If he isn't convicted of premeditated murder, the sprinter could face a lesser charge of culpable homicide, a crime based on negligence, and could be looking at up to 15 years on that charge, experts said.
Picture of a dream couple
Pistorius and Steenkamp were a young, attractive, high-profile couple popular in South Africa's social circles.
Pistorius, whose "Blade Runner" nickname reflects the special prostheses he uses while running, won six Paralympic gold medals and became the first double-amputee runner to compete in the Olympics, in London in 2012.
Cover girl Steenkamp, who was soon to star in a TV reality show, was on the cusp of becoming a celebrity in her own right. But on February 14, 2013, Steenkamp lay lifeless in a pool of blood on the floor of her boyfriend's house in an upscale gated community in Pretoria.
Moments before, Pistorius said, he had pointed his 9 mm pistol toward an upstairs toilet room and fired four bullets through the locked door.

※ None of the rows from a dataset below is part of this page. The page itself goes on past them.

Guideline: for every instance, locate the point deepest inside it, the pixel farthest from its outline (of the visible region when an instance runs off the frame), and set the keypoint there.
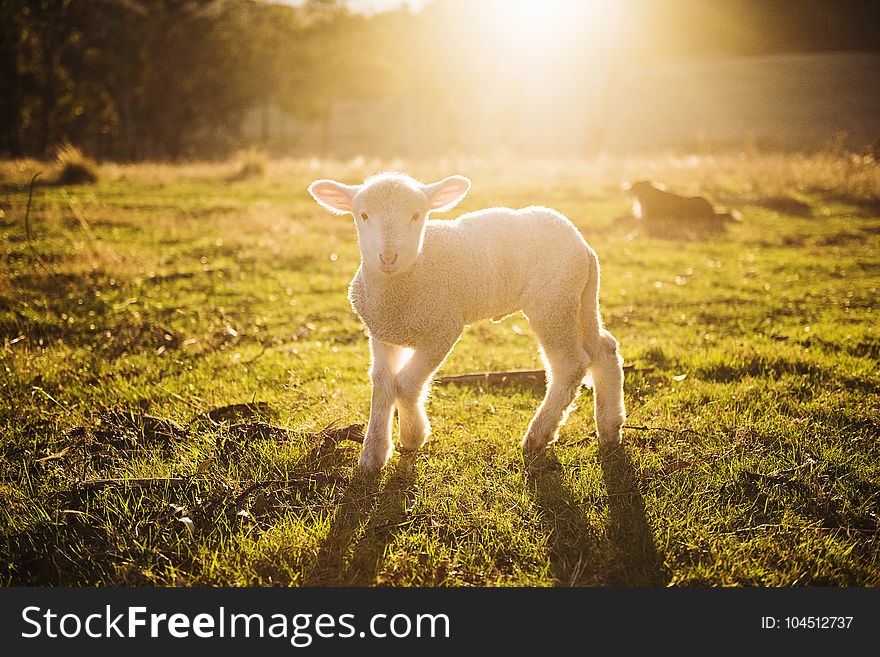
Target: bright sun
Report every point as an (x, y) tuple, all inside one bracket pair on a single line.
[(544, 21), (529, 30)]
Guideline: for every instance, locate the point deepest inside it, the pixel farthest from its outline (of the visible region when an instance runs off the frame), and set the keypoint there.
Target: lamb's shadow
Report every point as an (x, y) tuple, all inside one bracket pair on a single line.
[(581, 553), (366, 521)]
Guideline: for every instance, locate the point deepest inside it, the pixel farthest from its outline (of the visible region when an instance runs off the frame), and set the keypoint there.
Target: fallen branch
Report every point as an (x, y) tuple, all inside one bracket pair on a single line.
[(149, 482), (508, 376), (633, 428), (352, 432), (674, 431), (290, 482)]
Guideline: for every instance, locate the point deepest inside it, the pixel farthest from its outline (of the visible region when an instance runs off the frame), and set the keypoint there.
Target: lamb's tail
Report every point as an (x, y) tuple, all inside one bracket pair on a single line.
[(599, 344), (729, 215)]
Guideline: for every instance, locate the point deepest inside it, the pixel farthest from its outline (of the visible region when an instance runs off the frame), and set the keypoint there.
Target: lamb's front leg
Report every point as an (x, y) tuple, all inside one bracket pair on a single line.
[(412, 389), (386, 361)]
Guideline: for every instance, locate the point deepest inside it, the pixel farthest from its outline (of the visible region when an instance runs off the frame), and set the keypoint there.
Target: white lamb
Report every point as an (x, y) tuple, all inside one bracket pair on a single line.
[(421, 281)]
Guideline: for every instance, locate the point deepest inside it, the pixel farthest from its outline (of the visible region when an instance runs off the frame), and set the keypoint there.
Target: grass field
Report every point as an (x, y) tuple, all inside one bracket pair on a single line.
[(134, 312)]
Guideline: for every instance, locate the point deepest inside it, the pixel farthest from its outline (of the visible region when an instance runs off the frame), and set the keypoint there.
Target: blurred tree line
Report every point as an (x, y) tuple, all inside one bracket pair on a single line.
[(168, 79)]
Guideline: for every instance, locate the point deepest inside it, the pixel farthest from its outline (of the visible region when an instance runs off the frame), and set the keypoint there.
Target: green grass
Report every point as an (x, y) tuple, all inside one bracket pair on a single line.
[(172, 291)]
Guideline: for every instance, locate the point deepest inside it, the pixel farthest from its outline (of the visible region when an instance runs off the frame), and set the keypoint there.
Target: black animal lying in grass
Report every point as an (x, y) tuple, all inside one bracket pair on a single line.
[(670, 215)]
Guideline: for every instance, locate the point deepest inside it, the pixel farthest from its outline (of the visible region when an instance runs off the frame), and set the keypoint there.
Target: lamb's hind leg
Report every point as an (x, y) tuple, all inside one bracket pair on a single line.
[(607, 373), (567, 364)]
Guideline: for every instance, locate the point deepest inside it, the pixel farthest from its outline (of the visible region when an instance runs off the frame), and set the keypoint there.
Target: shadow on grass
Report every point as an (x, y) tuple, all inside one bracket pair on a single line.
[(580, 553), (367, 519)]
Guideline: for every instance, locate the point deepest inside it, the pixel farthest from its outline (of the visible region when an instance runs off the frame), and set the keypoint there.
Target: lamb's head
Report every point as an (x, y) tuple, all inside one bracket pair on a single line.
[(390, 211)]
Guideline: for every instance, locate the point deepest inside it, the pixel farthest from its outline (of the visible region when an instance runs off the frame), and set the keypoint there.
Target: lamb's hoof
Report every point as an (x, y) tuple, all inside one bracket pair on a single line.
[(609, 438), (532, 445), (373, 460), (412, 441)]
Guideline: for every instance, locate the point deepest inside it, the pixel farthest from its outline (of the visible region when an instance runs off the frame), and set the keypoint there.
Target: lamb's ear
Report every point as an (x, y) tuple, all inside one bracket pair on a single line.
[(334, 196), (446, 194)]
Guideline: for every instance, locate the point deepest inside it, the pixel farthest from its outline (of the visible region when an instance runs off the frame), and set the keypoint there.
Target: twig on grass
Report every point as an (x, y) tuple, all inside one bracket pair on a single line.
[(290, 482), (147, 482), (509, 376)]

In court documents, Pistorius has said he heard a noise from the bathroom in the middle of the night and -- feeling vulnerable without his prosthetic legs on -- charged toward the bathroom on his stumps. He has said he shot through the toilet door to protect himself and Steenkamp.
"I felt a sense of terror rushing over me," he said in his court affidavit. "There are no burglar bars across the bathroom window, and I knew that contractors who worked at my house had left the ladders outside.
"It filled me with horror and fear of an intruder or intruders being inside the toilet. I thought he or they must have entered through the unprotected window. As I did not have my prosthetic legs on and felt extremely vulnerable, I knew I had to protect Reeva and myself."
Prosecutors are painting a different picture. They say the pair had an argument and that Steenkamp locked herself in the toilet.
At last year's bail hearing, the state said Pistorius put on his prosthetic legs, collected his gun from under the bed and walked down the hall leading from the bedroom to the bathroom before unloading a flurry of shots through the door.
Pistorius is not claiming self-defense; he is claiming to have been mistaken about his need for self-defense. He is denying he intentionally, unlawfully killed Steenkamp. He has never denied killing her.
The case has put the spotlight on South Africa's rampant gun violence and high crime rates.
Roughly 45 people are murdered every day, according to police statistics, and the number of home burglaries is up 70% in the last decade.
In 2012, more than half of South Africans told the country's police force they were afraid of having their homes broken into. In his affidavit, Pistorius said he had been the victim of violence and burglaries before, including death threats.